We both know I wanted to talk with him about the inheritance. I just wanted my share, my 50/50 split, but Mother was so concerned about poor helpless Ziza, who had run into such tough times after college, chasing after pretty men and idealistic wide-eyed save-the-raccoons causes that she needed a larger cut to keep up her lifestyle. Anita Enterprises cost me everything while all you ever did was chase your girlhood dreams of love and happy endings.

We were having such a great time. Your useless pet raccoons were recharging their solar batteries in your lap. Father told us stories of his childhood, how they didn’t even have a family shuttle when he grew up, and you could only sleep rough in wild places like Antarctica’s rocky plains. Mother held his hand and kissed him, love shining in her eyes. No matter how sick he got, he was still the dark-skinned 17-year-old godling she’d met on the road to Mount Kilimanjaro in their youth. We even tolerated a few of your puns.

It would not last. I volunteered to scrape the leftovers into the recycler at the service booth down the path. It was so close, I didn’t bother to bring a communication device. You deny it, but we both know you followed me. You used the Moon’s lower gravity to pile those rocks against the door while I did my chores inside. When I tried to leave, the door wouldn’t budge. I could only watch my family from the viewing port, my mother and sister and dying father laughing together, though I couldn’t hear them. I screamed and pounded the window, but nobody noticed from the picnic pop-up. No one could hear me through the vacuum of space.

How can I ever forgive you that prank, those precious minutes of our father’s health ticking away, and me unable to be there? How can I forgive that lost opportunity, those memories that should have been mine to cherish, to bear me up when I wake at night so desperate to feel his whiskered kiss on my forehead, his voice telling me he’s so proud of me, proud of everything I’ve done?

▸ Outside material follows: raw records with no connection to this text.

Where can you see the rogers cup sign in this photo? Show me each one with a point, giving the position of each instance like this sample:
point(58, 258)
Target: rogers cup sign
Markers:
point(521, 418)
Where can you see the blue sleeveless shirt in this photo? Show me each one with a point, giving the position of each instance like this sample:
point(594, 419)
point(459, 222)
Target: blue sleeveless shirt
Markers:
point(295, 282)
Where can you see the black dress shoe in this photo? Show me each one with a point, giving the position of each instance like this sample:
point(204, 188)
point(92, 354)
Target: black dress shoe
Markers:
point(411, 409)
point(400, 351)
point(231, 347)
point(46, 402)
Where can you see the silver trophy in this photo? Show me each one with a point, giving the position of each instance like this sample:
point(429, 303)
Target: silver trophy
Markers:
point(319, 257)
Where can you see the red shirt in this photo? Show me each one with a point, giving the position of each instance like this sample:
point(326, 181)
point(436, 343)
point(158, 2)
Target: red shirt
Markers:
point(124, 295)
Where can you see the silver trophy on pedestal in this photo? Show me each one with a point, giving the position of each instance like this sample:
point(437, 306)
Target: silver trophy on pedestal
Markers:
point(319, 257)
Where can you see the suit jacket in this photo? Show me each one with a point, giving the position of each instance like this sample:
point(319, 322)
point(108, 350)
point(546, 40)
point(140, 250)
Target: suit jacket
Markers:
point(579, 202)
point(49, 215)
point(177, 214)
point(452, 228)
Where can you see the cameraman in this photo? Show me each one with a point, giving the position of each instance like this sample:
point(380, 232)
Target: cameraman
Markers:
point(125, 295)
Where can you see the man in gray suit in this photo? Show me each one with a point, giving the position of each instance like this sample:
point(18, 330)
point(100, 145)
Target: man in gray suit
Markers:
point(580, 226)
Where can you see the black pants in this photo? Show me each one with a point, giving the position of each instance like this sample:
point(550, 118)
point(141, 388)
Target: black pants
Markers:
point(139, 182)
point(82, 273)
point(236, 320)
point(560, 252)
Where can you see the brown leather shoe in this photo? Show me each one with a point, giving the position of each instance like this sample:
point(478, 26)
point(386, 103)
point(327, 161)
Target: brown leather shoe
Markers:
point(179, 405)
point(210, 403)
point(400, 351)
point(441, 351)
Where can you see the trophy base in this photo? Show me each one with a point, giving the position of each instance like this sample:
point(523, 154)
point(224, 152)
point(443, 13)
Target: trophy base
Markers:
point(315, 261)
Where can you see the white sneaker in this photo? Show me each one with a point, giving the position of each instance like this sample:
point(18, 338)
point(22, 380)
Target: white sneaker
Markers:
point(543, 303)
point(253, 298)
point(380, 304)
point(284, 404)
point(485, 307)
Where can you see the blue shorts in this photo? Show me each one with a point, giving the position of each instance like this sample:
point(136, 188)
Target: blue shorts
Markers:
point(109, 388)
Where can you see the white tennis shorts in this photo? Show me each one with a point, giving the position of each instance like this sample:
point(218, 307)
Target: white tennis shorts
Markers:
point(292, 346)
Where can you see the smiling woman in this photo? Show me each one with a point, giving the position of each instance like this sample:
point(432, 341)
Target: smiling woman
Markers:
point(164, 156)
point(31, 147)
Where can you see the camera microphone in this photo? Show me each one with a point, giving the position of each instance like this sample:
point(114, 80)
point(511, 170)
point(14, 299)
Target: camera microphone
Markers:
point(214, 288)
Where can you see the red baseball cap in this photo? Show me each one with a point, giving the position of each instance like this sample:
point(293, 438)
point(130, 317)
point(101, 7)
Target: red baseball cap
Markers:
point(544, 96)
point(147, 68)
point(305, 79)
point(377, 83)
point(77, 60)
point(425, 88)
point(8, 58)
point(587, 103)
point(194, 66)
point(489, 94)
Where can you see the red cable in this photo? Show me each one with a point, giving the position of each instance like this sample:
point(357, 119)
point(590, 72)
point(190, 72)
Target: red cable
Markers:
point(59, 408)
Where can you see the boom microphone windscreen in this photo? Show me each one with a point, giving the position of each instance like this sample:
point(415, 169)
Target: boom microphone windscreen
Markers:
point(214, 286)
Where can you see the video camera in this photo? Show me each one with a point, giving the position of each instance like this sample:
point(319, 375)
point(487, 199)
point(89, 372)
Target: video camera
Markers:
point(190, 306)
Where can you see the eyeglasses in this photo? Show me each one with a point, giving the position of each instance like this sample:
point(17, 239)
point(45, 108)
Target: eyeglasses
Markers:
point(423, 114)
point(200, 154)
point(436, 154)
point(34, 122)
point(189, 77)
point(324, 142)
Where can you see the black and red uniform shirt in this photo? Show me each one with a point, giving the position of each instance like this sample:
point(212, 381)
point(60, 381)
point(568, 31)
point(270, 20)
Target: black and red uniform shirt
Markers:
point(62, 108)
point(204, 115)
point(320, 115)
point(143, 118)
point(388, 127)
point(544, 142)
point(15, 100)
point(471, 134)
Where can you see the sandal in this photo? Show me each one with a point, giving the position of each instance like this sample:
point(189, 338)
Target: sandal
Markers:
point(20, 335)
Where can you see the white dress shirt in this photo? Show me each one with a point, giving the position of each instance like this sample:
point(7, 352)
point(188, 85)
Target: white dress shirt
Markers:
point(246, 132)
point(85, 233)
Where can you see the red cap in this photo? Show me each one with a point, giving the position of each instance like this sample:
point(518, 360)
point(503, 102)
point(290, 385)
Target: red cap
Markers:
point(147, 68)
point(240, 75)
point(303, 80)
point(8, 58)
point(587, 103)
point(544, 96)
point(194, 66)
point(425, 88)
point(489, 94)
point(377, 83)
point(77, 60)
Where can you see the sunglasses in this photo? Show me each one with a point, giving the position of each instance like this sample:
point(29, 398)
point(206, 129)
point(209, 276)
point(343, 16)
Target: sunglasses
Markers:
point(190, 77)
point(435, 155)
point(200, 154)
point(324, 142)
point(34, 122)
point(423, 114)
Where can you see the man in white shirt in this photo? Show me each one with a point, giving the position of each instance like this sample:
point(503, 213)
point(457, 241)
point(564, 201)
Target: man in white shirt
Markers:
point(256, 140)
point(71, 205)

This is why I hate you, Ziza. This is why I can never stop hating you.

Reason #2: Those diamond drills in your robot raccoons weren’t just drills. That cornbread pan wasn’t just a pan. You know what, Ziza? In spite of everything else, I only sent you back to Earth with those fake videos to protect you from yourself, and keep you out of harm’s way. Because despite this whole list, part of me still loved you, stupid as it sounds. Maybe it’s because you’re named for Mother. But you tried to dump me into the vacuum of space, Sister Dearest. You tried to murder me in my sleep. You activated the wafer computer in the pan’s false bottom, hacked my defenses, and the drills turned my hull into cheese by the time I woke up. If I hadn’t mounted the terraforming nuke to the escape pod… but I did.

Reason #1: Did you ever love me? Ever, Ziza? I’m not filling this one out yet, because I don’t think I’ve yet hated you as much as a woman can hate her sister. Not yet. But I will.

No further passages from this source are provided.